Procedure for tendering and settlement of shares through Stock Exchange

  1. Acquisition window
    1. This facility for buying shares through stock exchange mechanism for such offers will be available on stock exchanges having nationwide trading terminals in the form of a separate window (“Acquisition Window”).
    2. If Acquisition Window is provided at more than one Stock Exchange having nationwide trading terminal, one of the exchanges shall be chosen as the “Designated Stock Exchange”(DSE).
    3. The Recognised Stock Exchanges having nationwide trading terminals shall also facilitate acquirers to provide the platform in case of companies exclusively listed on Recognised Regional Stock Exchanges.
    4. In case of competing offers, each acquirer will apply for and use separate Acquisition Window during the tendering period.
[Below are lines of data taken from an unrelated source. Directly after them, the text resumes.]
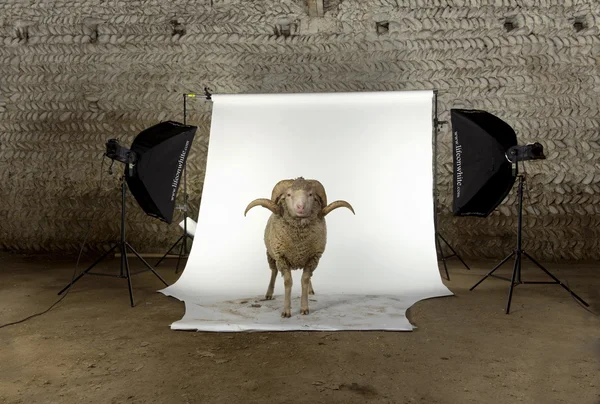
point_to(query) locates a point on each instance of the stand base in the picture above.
(182, 251)
(123, 246)
(516, 277)
(438, 237)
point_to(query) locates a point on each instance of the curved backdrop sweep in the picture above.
(373, 149)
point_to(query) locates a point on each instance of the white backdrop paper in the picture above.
(373, 150)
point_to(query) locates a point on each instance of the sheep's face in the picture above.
(300, 201)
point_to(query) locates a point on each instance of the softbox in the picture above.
(161, 152)
(483, 175)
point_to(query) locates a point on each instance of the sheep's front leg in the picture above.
(307, 284)
(287, 283)
(273, 268)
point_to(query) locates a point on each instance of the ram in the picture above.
(296, 234)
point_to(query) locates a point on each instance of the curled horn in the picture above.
(273, 203)
(320, 190)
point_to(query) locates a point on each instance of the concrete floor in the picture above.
(93, 348)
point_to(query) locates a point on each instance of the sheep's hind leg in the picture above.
(273, 268)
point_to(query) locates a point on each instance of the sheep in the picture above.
(296, 234)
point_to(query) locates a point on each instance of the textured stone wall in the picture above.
(75, 73)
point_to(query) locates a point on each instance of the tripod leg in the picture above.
(492, 271)
(167, 253)
(556, 279)
(454, 251)
(439, 246)
(145, 263)
(88, 269)
(125, 263)
(516, 269)
(180, 252)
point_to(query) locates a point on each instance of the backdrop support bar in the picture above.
(438, 235)
(183, 250)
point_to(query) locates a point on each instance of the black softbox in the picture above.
(161, 153)
(483, 175)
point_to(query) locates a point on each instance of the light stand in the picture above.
(519, 253)
(123, 246)
(183, 250)
(438, 235)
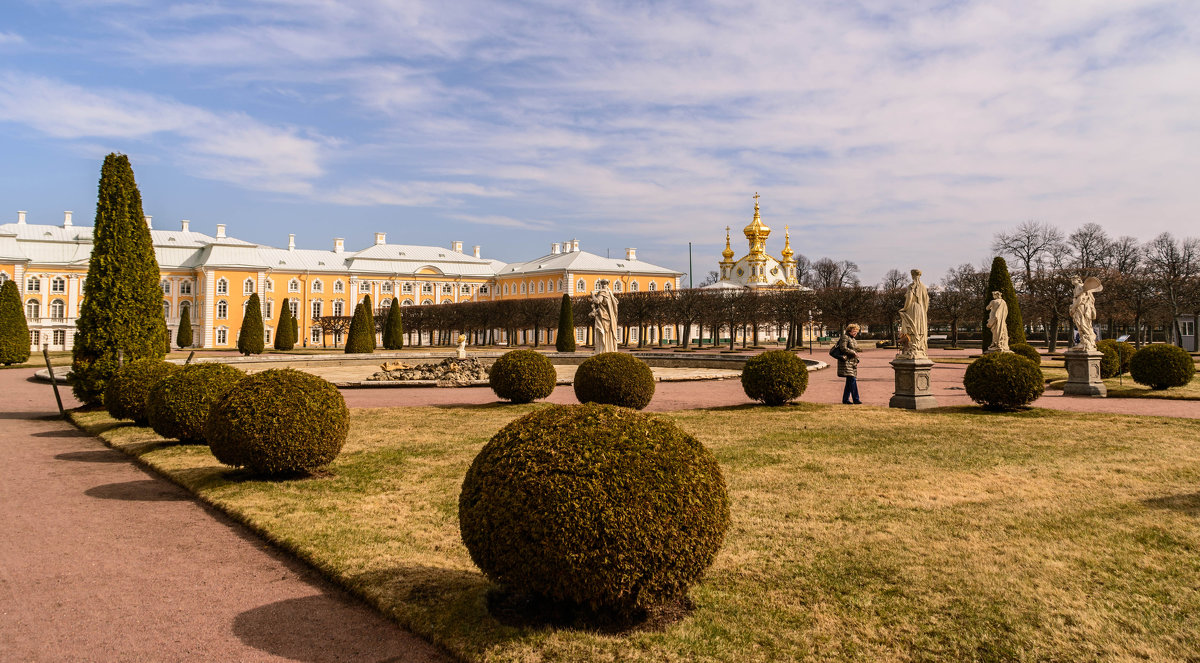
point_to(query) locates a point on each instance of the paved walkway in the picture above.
(875, 384)
(102, 561)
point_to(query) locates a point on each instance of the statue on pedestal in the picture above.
(1083, 311)
(604, 316)
(915, 321)
(997, 321)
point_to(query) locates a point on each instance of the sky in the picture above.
(894, 135)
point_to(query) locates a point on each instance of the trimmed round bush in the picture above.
(1029, 352)
(279, 422)
(774, 377)
(129, 392)
(1003, 381)
(594, 505)
(179, 404)
(1162, 366)
(615, 378)
(522, 376)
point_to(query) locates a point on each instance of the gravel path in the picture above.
(102, 561)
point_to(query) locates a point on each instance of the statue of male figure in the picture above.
(915, 320)
(604, 315)
(997, 321)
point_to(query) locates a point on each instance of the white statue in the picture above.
(997, 321)
(1083, 310)
(915, 321)
(604, 314)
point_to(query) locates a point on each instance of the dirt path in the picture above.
(101, 561)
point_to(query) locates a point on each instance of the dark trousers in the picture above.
(851, 389)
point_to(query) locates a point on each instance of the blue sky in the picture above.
(895, 135)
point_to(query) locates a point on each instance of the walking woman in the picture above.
(847, 364)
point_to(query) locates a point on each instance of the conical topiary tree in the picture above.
(565, 339)
(13, 328)
(184, 336)
(361, 336)
(250, 338)
(286, 328)
(123, 310)
(1000, 280)
(394, 328)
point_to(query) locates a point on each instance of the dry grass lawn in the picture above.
(858, 535)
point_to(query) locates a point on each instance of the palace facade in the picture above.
(213, 276)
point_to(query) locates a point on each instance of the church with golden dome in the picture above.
(757, 269)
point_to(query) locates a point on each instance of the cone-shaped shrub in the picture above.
(129, 392)
(13, 328)
(250, 338)
(565, 339)
(285, 329)
(361, 336)
(594, 506)
(184, 336)
(1000, 280)
(1162, 366)
(179, 404)
(394, 328)
(123, 310)
(615, 378)
(774, 377)
(522, 376)
(279, 422)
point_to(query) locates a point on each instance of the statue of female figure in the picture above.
(915, 320)
(1083, 310)
(997, 321)
(604, 314)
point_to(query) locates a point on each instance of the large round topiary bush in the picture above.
(129, 392)
(1162, 366)
(615, 378)
(522, 376)
(279, 422)
(594, 505)
(179, 404)
(1003, 381)
(774, 377)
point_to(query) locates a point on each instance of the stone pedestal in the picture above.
(912, 384)
(1084, 374)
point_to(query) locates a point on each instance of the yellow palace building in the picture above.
(213, 276)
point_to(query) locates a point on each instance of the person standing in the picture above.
(847, 364)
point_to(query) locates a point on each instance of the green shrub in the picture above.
(279, 422)
(1029, 352)
(522, 376)
(1003, 381)
(594, 505)
(774, 377)
(179, 404)
(129, 392)
(1162, 366)
(615, 378)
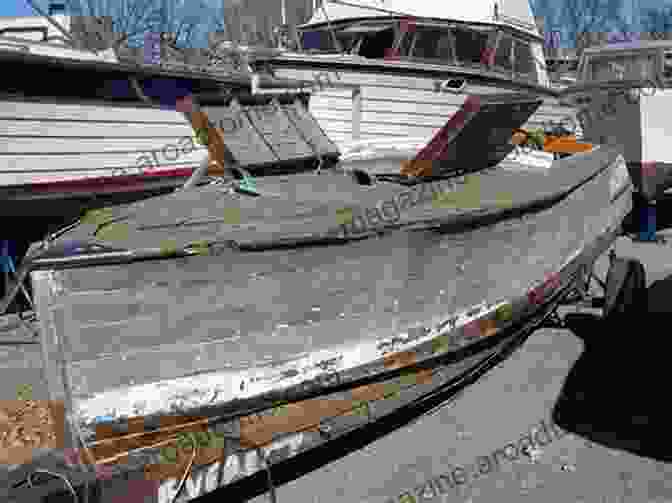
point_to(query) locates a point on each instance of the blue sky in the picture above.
(17, 7)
Also, the acquirers may choose to use Acquisition Window at different stock exchanges.
  2. Placing of orders and basis of acceptance
    1. The acquirer/ company shall appoint a stock broker registered with the Board for the offer.
    2. At the beginning of the tendering period, the order for buying the required number of shares shall be placed by acquirer/ company through his stock broker.
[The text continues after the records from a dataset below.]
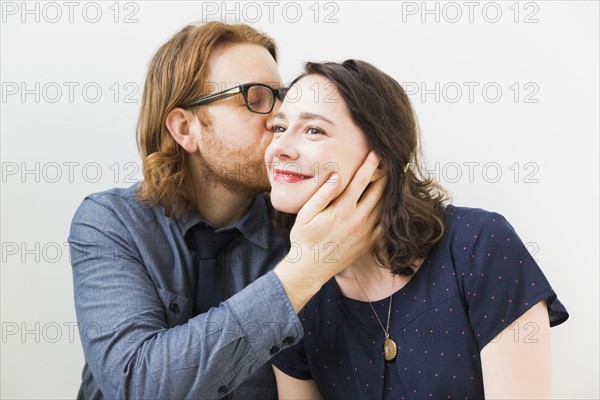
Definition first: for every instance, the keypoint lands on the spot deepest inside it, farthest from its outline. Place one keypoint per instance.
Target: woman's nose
(284, 145)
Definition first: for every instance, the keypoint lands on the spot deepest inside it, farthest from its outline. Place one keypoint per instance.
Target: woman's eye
(314, 131)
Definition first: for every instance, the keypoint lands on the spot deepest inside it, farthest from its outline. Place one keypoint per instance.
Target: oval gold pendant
(390, 350)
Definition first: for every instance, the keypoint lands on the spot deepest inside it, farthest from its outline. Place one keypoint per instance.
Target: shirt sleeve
(499, 278)
(293, 360)
(128, 345)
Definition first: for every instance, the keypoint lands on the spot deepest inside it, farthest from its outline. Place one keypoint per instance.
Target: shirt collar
(254, 225)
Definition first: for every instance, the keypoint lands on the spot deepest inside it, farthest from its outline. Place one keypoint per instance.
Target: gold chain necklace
(390, 349)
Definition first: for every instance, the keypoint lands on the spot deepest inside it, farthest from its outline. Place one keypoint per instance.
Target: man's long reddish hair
(176, 76)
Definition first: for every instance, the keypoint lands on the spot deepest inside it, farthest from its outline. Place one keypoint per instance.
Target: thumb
(320, 200)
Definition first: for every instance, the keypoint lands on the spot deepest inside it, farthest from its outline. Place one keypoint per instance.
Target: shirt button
(288, 340)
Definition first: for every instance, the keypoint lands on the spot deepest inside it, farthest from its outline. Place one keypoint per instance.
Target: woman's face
(313, 137)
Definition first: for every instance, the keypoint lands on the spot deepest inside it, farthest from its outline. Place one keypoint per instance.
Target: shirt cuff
(266, 317)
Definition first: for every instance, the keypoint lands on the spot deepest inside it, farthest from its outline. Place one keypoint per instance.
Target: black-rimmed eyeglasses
(259, 98)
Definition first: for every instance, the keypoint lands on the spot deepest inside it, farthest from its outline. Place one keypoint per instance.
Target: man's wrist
(300, 281)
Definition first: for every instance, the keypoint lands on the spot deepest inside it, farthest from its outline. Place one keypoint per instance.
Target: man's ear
(183, 125)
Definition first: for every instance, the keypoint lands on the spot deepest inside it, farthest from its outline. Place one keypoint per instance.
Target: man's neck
(221, 207)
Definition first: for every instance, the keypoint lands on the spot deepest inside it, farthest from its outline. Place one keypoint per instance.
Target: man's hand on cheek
(331, 231)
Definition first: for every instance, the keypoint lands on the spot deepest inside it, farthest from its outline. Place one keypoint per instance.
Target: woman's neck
(376, 282)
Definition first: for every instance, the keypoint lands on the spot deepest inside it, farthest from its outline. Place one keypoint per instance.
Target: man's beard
(239, 170)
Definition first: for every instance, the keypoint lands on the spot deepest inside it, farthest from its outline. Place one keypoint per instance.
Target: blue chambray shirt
(135, 278)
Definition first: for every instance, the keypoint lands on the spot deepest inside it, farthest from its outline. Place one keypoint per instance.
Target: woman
(447, 304)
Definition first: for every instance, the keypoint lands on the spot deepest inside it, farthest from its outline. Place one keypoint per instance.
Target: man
(175, 291)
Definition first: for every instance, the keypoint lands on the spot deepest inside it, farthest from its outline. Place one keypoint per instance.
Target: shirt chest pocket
(178, 309)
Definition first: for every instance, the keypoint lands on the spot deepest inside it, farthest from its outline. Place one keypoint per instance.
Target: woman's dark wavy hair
(412, 205)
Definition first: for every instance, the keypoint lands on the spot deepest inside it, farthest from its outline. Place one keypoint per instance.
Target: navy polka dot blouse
(477, 281)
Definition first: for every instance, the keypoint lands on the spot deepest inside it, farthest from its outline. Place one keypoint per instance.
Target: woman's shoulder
(468, 220)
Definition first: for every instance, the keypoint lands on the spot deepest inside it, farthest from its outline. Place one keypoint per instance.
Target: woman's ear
(183, 125)
(379, 172)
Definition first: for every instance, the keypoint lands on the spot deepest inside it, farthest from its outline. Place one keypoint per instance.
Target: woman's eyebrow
(309, 116)
(304, 116)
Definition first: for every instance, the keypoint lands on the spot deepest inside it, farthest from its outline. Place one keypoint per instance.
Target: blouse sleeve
(499, 279)
(293, 361)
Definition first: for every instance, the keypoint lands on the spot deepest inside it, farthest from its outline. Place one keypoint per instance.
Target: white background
(528, 151)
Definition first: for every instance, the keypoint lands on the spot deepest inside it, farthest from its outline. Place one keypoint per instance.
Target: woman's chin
(285, 205)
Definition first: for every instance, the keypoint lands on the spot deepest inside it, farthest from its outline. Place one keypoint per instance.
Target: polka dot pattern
(473, 284)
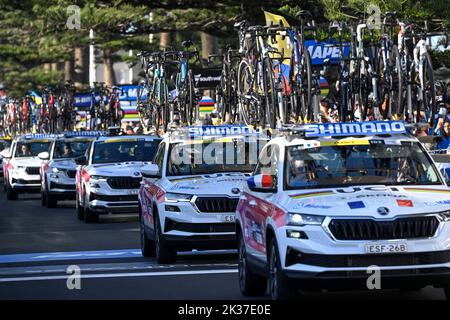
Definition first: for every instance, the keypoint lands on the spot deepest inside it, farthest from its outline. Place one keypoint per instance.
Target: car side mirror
(150, 171)
(44, 155)
(446, 176)
(262, 183)
(6, 154)
(81, 161)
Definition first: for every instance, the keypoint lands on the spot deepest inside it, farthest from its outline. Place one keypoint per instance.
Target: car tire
(79, 208)
(279, 286)
(164, 252)
(250, 283)
(10, 193)
(90, 216)
(51, 201)
(147, 245)
(43, 199)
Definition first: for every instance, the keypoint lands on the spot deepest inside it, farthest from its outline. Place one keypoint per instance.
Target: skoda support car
(108, 178)
(5, 144)
(58, 168)
(328, 201)
(190, 191)
(21, 164)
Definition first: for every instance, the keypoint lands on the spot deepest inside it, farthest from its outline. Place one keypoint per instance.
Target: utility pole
(92, 75)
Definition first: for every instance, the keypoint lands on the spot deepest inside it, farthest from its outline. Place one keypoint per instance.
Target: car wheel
(164, 253)
(147, 245)
(79, 208)
(279, 286)
(250, 283)
(90, 216)
(43, 199)
(51, 201)
(10, 193)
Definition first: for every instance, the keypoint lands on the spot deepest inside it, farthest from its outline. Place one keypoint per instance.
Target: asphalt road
(37, 245)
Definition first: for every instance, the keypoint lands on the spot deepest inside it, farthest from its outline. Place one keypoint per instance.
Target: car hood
(123, 169)
(27, 162)
(371, 201)
(228, 184)
(68, 164)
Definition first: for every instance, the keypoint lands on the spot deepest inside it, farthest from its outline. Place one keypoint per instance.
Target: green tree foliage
(33, 33)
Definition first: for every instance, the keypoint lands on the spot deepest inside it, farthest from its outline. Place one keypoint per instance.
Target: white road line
(123, 275)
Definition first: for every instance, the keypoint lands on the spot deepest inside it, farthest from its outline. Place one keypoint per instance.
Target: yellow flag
(281, 44)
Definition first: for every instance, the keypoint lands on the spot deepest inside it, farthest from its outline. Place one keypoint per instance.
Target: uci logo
(383, 211)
    3. During the tendering period, the order for selling the shares will be placed by eligible sellers through their respective stock brokers.
    4. Such shares would be transferred to a special account of the clearing corporation specifically created for this purpose prior to placing the bid.
    5. On the basis of shares transferred to the special account of the clearing corporation, the Stock Exchanges, during the tendering period, shall make available online to the market the cumulative quantity tendered.
  3. Finalization of basis of acceptance
    1. In case of offer under Takeover Regulations: Merchant Banker shall finalize the basis of acceptance of the shares depending upon the level of acceptances received in the offer.
    2. In case of offer under Buy Back Regulations:
      1. The company is required to announce a Record Date for determining the security holders who are eligible to participate in the proposed Buy-Back.
      2. Based on this information, eligible shareholders can tender shares in the Buy-Back using the Acquisition Window of the Stock Exchanges through selling brokers.
      3. Reconciliation for acceptances shall be conducted by the Merchant banker and the Registrar after closing of the Offer and the final list shall be provided to the Stock Exchanges to facilitate settlement.
  1. Execution of trades and settlement
    1. On finalization of the basis of acceptance, the clearing corporation would facilitate execution and settlement of trades by transferring the required number of shares from the special account to the escrow account of the acquirer/ company.
    2. The trades shall be carried out in the manner similar to settlement of trades in the secondary market process including providing an option for direct payout to the shareholders. This would include settlement of trades of physical shares as well.
    3. Excess shares, if any, would be returned to the seller brokers by Clearing Corporation.
    4. The seller broker would then issue contract note for the shares accepted and also return the balance to their respective clients.
  2. Disclosures – Certain additional disclosures will be required to be made in Detailed Public Statement, Letter of Offer for Takeover Regulations, in Public Announcement for Buyback Regulations and Delisting Regulations. The additional disclosure would include:
    1. Name and address of stock broker of the Acquirer/ Company,
    2. Name of the Recognised Stock Exchanges where the Acquisition Window
    3. Name of the Designated Stock Exchange, if applicable,
    4. Methodology for placement of orders, acceptances and settlement of shares held in demat form and physical form, and
    5. Details of the special account opened with Clearing Corporation.
  1. Tendering of Locked in-shares – For shares which are locked-in, the selling shareholder can tender the same in the existing method i.e. through off-market.